Меж тем, пожалуй, следует вновь отступить от повествования и заглянуть в недавнее прошлое моей несчастной родины. Она никогда не была спокойным краем. Так, в году 1721-м по землям Лангони прошлась чума, принеся многие беды, каковые после продлил разбойник Мандрена и его шайка, подхватили бунты в Сервьере, Сен-Шели и Мальзие, вызванные тем, что ученикам мастеров и подмастерьям за патент и звание мастера установили слишком высокую плату. Бед добавил и голод, случившийся в 1748—1750 годах, унесший едва ли не больше жизней, чем чума, разбойники и бунтовщики.
Однако все это меркло пред основной бедой Лангедока – верой. Гугеноты и паписты. Паписты и гугеноты. Ярость одних и ярость других, словно две волны, порожденные одним камнем веры, летели друг на друга, желая смести и полностью уничтожить противника.

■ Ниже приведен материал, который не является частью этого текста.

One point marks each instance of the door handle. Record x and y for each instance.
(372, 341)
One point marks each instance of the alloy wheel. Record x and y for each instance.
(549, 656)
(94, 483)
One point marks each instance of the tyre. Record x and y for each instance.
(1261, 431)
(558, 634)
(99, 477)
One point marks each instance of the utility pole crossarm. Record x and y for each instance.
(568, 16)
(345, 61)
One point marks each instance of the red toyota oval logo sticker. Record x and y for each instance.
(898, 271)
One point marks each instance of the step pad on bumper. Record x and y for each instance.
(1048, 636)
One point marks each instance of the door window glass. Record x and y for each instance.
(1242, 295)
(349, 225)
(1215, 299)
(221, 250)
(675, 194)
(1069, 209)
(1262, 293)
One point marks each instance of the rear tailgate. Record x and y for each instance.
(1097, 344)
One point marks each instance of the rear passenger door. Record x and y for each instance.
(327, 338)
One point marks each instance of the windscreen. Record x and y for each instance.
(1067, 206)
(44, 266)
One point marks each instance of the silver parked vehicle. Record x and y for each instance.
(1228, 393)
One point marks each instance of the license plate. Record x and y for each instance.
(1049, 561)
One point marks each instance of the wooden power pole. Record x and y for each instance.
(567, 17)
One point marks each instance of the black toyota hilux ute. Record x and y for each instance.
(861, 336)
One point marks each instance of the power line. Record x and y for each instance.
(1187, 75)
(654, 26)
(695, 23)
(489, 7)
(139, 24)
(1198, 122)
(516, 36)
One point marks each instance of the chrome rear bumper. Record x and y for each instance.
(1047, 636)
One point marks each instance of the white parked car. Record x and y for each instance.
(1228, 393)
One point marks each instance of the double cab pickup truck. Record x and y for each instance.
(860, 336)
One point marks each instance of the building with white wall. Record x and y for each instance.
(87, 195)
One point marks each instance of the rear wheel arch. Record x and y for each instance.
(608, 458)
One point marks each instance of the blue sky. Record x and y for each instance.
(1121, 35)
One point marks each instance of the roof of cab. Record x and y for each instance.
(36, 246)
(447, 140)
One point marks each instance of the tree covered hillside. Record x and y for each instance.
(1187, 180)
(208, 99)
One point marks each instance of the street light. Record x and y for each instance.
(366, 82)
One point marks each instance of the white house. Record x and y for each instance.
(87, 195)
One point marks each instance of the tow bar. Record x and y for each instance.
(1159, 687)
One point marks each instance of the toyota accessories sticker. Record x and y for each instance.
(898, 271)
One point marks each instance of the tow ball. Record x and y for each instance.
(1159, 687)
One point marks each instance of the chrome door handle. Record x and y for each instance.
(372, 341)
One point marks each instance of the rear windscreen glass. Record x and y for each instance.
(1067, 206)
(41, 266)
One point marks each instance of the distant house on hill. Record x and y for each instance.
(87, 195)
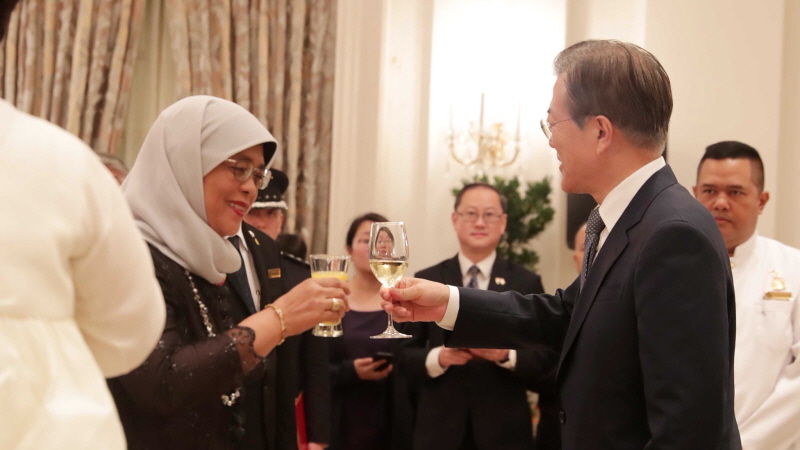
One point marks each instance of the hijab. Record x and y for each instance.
(165, 186)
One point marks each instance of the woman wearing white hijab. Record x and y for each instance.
(194, 180)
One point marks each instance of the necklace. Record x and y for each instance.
(227, 400)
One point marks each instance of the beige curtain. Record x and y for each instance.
(276, 58)
(70, 62)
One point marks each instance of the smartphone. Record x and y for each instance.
(386, 357)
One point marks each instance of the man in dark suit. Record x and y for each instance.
(647, 331)
(299, 365)
(476, 398)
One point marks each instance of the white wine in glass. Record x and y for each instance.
(329, 266)
(388, 259)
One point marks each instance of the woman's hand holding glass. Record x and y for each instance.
(306, 305)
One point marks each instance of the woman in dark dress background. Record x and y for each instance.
(370, 406)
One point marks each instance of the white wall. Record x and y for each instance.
(785, 199)
(724, 60)
(734, 66)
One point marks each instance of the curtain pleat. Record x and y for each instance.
(70, 62)
(275, 58)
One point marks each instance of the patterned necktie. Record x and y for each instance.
(593, 228)
(473, 277)
(239, 279)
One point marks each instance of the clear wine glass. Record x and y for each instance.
(388, 259)
(329, 266)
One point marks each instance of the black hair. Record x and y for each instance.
(368, 217)
(736, 150)
(468, 187)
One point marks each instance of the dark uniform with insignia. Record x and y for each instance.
(296, 398)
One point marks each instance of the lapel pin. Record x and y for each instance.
(253, 235)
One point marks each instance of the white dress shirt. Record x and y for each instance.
(766, 366)
(252, 278)
(611, 210)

Белые камизары[3]и черные камизары[4] во славу Господа, чье имя произносили на разных языках, но с одинаковой страстью, с той же страстью грабили и жгли, очищая деревни от «ереси», ставя жителей, простых, неграмотных людей, перед нелегким выбором: сменить веру или потерять жизнь.

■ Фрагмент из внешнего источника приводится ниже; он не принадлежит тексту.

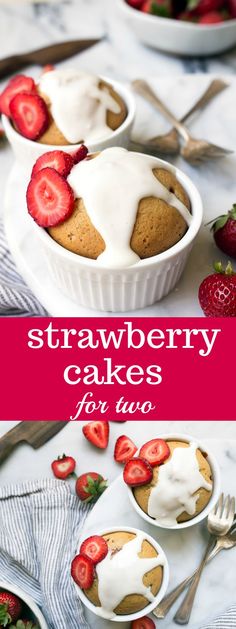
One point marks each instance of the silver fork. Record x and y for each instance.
(168, 143)
(222, 543)
(192, 150)
(219, 523)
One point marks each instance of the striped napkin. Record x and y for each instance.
(40, 524)
(16, 299)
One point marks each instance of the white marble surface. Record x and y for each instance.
(25, 463)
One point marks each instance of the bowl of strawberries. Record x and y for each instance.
(183, 27)
(18, 610)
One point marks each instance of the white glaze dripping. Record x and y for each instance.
(177, 481)
(78, 105)
(111, 186)
(121, 573)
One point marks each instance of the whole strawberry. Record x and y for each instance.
(217, 293)
(224, 230)
(10, 608)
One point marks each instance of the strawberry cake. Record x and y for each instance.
(64, 107)
(171, 480)
(115, 206)
(101, 564)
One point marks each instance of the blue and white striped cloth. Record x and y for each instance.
(16, 299)
(40, 524)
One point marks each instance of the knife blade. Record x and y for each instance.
(49, 54)
(34, 433)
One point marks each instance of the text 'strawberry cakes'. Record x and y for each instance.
(102, 562)
(125, 209)
(64, 107)
(180, 485)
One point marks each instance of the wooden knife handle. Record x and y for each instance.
(7, 445)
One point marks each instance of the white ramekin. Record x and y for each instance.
(27, 151)
(160, 595)
(179, 37)
(121, 290)
(38, 616)
(214, 496)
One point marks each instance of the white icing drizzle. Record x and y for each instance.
(78, 105)
(178, 480)
(111, 186)
(121, 573)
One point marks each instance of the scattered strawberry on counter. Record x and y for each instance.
(90, 486)
(63, 466)
(224, 231)
(198, 11)
(11, 609)
(217, 292)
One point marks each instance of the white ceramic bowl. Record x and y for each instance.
(121, 290)
(27, 151)
(36, 613)
(214, 496)
(177, 36)
(146, 610)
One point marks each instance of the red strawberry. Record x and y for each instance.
(29, 114)
(80, 154)
(217, 293)
(19, 83)
(124, 449)
(50, 199)
(136, 4)
(63, 466)
(155, 451)
(10, 606)
(48, 68)
(213, 17)
(224, 230)
(95, 548)
(161, 8)
(137, 472)
(201, 7)
(97, 433)
(59, 160)
(143, 623)
(90, 486)
(82, 571)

Что ж, болезнь ереси затронула всю страну, и сам король не избежал ее объятий. К слову, его величество более благоволили к гугенотам, полагая, что власть Папы слишком уж распространилась на юдоль земную, чтобы и вправду исходить от Бога, каковому, как известно, более нужны души, нежели золото. О том королю твердили и министры, а их поддерживало дворянство, желавшее избавиться от опеки Церкви, дабы без помех предаваться разврату. И многие голоса слились в один, который потребовал перемен. И перемены пришли с постановлением о роспуске известнейшего ордена иезуитов, обвиненного в кознях и подстрекательствах, в попытках подорвать королевскую власть и силой насадить веру.
Область Жеводан, где католиков было едва ли не больше, чем гугенотов, долго противилась воле Парижа. Но в июне 1764 года, после года дебатов и пререканий, парламент Лангедока, к преогромному возмущению моего отца, распространил на территорию провинции Ордонанс решение парламента города Парижа, по которому орден братьев Иисуса объявлялся распущенным и всякая его деятельность прекращалась.
Многие восприняли сие известие с ужасом, ибо полагали его кощунственным и богохульным, способствующим распространению еретической заразы. Гугеноты же, воспрянув духом, решили, что более нет нужды таиться. Однако ни король, ни парламент, ни кто бы то ни было не сумел бы остановить гнева, каковым полнились души человеческие. И стоит ли удивляться, что появление Зверя вменили в вину именно гугенотам? Некоторые даже говорили, будто бы не существует животного, но по горам ходит банда еретиков, обряженных в звериные шкуры, и они чинят разбой и разорение, убивают и калечат во славу диавола и во истребление честных христиан, оставшихся ныне без защиты.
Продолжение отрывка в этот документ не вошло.